It’s no longer that case that the typical site is a vanilla LAMP stack with Linux, Apache, MySQL and your favorite “P” scripting language (Perl, PHP, or Python). Not only a lot more languages out there nowadays (Ruby, for example), but there’s a new layer in the stack: caching. It’s become fairly common to use memcached as a place to store transient data that’s too expensive to fetch from MySQL. Performance is excellent. With gigabit networks connecting 64 bit machines that have anywhere from 16 to 64GB of RAM and no disk involved, you easily get response times measured in the single digit milliseconds.
Memcached isn’t the only came in town. There are numerous Open Source Distributed Hash Table (DHT) projects working to make fast and scalable systems for storing and retrieving arbitrary key/value pairs.
Plan for a caching layer in your application.
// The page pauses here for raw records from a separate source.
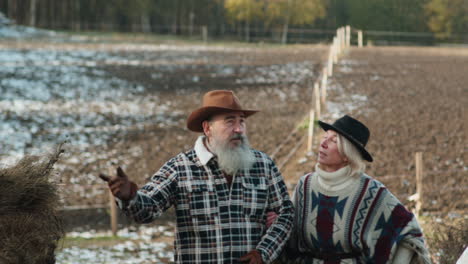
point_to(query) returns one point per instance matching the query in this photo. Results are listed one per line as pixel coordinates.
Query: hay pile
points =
(29, 226)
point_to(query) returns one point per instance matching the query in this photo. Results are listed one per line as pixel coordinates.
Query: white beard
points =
(233, 159)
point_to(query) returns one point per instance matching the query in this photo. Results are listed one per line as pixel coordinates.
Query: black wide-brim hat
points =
(356, 132)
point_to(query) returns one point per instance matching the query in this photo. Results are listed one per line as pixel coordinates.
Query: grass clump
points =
(447, 239)
(29, 224)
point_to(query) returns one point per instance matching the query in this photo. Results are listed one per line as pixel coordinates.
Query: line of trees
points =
(444, 18)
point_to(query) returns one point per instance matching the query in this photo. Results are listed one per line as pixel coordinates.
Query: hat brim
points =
(365, 154)
(196, 118)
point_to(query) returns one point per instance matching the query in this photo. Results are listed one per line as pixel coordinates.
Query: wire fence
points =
(262, 34)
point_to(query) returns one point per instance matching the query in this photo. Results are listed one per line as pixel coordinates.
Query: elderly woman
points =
(344, 215)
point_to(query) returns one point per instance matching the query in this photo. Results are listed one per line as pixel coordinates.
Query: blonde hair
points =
(355, 159)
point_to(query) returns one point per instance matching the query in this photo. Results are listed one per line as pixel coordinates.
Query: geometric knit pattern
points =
(362, 223)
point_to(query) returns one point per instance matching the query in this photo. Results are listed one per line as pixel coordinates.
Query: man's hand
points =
(253, 257)
(120, 186)
(271, 217)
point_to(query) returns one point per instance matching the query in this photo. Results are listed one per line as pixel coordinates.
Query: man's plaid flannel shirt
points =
(216, 224)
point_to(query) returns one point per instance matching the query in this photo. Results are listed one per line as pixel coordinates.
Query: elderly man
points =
(221, 190)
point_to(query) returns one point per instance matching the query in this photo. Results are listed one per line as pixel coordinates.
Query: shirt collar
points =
(202, 152)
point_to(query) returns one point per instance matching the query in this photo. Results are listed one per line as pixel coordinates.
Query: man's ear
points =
(206, 128)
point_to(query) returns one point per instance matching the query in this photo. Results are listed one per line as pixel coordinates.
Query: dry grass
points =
(29, 224)
(447, 240)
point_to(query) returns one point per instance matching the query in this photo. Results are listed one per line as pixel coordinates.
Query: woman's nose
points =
(323, 144)
(238, 128)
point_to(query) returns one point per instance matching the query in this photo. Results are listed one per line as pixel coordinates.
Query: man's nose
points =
(238, 128)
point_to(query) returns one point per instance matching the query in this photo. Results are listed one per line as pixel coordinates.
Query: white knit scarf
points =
(334, 181)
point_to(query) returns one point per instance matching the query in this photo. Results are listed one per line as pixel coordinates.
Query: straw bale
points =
(29, 226)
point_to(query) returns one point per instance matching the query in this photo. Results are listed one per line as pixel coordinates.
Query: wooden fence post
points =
(419, 182)
(360, 38)
(324, 87)
(311, 131)
(113, 207)
(330, 62)
(317, 100)
(336, 49)
(348, 36)
(205, 33)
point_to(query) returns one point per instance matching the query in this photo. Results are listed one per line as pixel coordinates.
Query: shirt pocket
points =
(255, 196)
(203, 201)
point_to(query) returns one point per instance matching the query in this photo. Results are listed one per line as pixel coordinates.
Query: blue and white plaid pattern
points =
(216, 224)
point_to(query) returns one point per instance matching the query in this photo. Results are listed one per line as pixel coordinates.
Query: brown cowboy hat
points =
(215, 102)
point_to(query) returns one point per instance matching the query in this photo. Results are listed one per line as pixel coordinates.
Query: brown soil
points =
(415, 102)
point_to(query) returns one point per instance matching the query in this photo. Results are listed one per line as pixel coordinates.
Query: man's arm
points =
(278, 233)
(151, 200)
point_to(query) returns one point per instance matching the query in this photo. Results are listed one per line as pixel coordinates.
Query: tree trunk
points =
(32, 13)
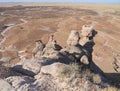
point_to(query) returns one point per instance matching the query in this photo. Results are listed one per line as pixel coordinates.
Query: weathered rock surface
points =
(5, 86)
(28, 67)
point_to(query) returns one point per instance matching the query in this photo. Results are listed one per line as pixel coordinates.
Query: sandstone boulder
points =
(5, 86)
(86, 31)
(20, 83)
(38, 50)
(28, 67)
(73, 38)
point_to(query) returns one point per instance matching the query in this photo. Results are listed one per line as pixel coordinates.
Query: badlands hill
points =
(21, 25)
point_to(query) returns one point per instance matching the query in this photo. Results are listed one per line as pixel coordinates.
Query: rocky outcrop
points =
(28, 67)
(5, 86)
(74, 48)
(38, 50)
(51, 48)
(53, 68)
(86, 33)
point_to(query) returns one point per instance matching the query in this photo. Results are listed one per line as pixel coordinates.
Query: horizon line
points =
(67, 2)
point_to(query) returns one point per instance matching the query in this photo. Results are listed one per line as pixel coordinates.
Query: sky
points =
(84, 1)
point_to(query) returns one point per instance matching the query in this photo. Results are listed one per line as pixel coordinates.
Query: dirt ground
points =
(37, 21)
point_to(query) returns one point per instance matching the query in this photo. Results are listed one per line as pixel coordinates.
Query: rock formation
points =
(74, 48)
(51, 47)
(37, 51)
(86, 33)
(54, 68)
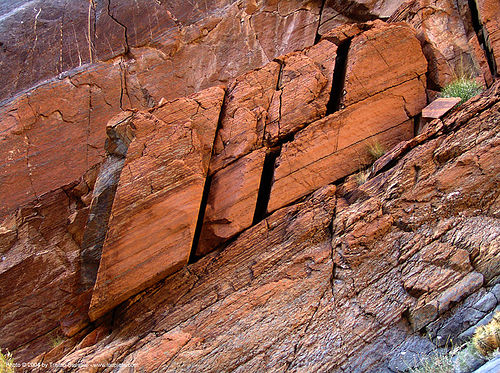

Instead of writing code that directly queries the database for data that rarely changes or data you expect to re-use frequently, either within or across user sessions, hide that logic behind a function. Doing so provides a layer of separation that makes it far easier to begin making use of a caching layer (since you’ll have a single library of functions to update), even if you don’t actually have memcached or a DHT of some sort running from the start.
OLTP vs. OLAP (or External vs. Internal)
Relational databases are often used in two very different (nearly opposite, in fact) roles: Online Transaction Processing (OLTP) and Online Analytical Processing (OLAP). If you’re not sure which of those two you need, the answer is probably “both” and that’s part of the problem. Typical “consumer” web applications are OLTP applications from the user’s point of view. Most queries are going to use indexes so they need to examine very few rows in a given table. Depending on the nature of the site, there may be a mix of read and write queries occurring as the user interacts with the site. But at any given time, and for any given user, only a very small slice of the total dataset is used.
However, needs on the back end are often quite different. The people who keep things running behind the scenes often want to ask interesting questions about the aggregate data. That means you end up building reporting tools that attempt to answer those questions without bringing the site to it’s knees. And over time that gets harder and harder because the queries end up needing to look at a substantial portion of the data (if not all of it). The data size continues to increase and the questions get harder to answer.
Eventually you’ll come to realize two things. First, and this doesn’t take long, you need a dedicated machine on which to host this internal reporting database. Having a separate slave means that no matter how gnarly things get, the live site is not impacted. That’s easy. But the larger issue is that traditional OLTP and OLAP database schemas are built differently with different goals in mind.
It’s common to see a very academically correct design for a reporting (OLAP) database. The star schema is a common pattern to follow for data-mining and reporting applications. But on the front side you’re more likely to keep the number of tables small and forego some normalization in favor of keeping queries simple for better performance.
If you anticipate this sort of scenario playing out, it’s best to think about how to truly separate analytics from the low-latency user-facing queries. You may find that the majority of back-end analysis only needs to look at the previous day’s data. In cases like this, it’s pretty straightforward to build a mechanism to extract that necessary data, load it into a database designed for handling those queries.
It sounds obvious, but a little bit extra thinking and planning early on in the life cycle of a database-backed Web application can make your life a lot easier down the road. Give some serious though the role of the database and write it down. Be prepared to say “no” when things begin to creep too far. Make sure you plan for caching the first time you begin coding queries in your app. And don’t let your internal analytics needs dictate the schema or features of the main production database.